The Daily Monitor (Addis Ababa)

Ethiopia: CRS Pledges Over $53 Millon for Emergency Food Assistance

17 September 2008


Addis Ababa — Catholic Relief Services (CRS) yesterday announced that it has signed a $53.4 million agreement with the U.S. Agency for International Development (USAID) to provide almost 3 million drought-affected Ethiopians with emergency food assistance.

Reprising its leadership of the Joint Emergency Operation Plan consortium, CRS will coordinate activities with CARE Ethiopia, Food for the Hungry International, Relief Society of Tigray, Save the Children-U.K., Save the Children-U.S. and World Vision Ethiopia to transport and distribute 75,140 metric tons of Title II food, it said on its website.

Accordingly, the emergency distributions will assist 2,979,788 people selected in consultation with the government of Ethiopia, USAID and the U.N. World Food Program living in the most severely-affected regions of Amhara; Oromia; Somali; Southern Nations, Nationalities, and Peoples Region; and Tigray.

"After the short rains failed to come earlier this year in many pockets of Ethiopia, thousands of children began to show signs of malnutrition as families were left with little or nothing to eat," Lane Bunkers, CRS' country representative in Ethiopia was quoted as having explained.

"Resulting delays in planting long-cycle crops coupled with continued poor rains are now leading to potential crop failures for millions more farmers during the upcoming October and November harvest-drastically reducing expected food stores for the coming year." "Shipments of sorghum, wheat, pulses, corn soy blend and vegetable oil donated by the United States, scheduled to begin arriving in late October, will help families survive this critical food shortage," Bunkers added.

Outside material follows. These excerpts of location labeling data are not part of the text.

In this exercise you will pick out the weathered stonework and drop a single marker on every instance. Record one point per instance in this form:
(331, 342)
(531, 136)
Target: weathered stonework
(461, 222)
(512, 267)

CRS said it has already provided $125,000 in private funds to the Ethiopian Catholic Secretariat to help dioceses respond to local needs, particularly in support of emergency medical and feeding services.

CRShas given another $150,000 in private funding to the Missionaries of Charity to help them feed 10,000 additional people at two of their centers for the destitute and dying in Addis Ababa; exponential increases in food prices and limited availability of local supplies constrict these relief efforts, however.

A $550,000 grant from the U.N. Office for the Coordination of Humanitarian Affairs has also supported August and September distributions of seeds by CRS partners to more than 16,000 farmers in need in the Oromia region, according to the Relief Services.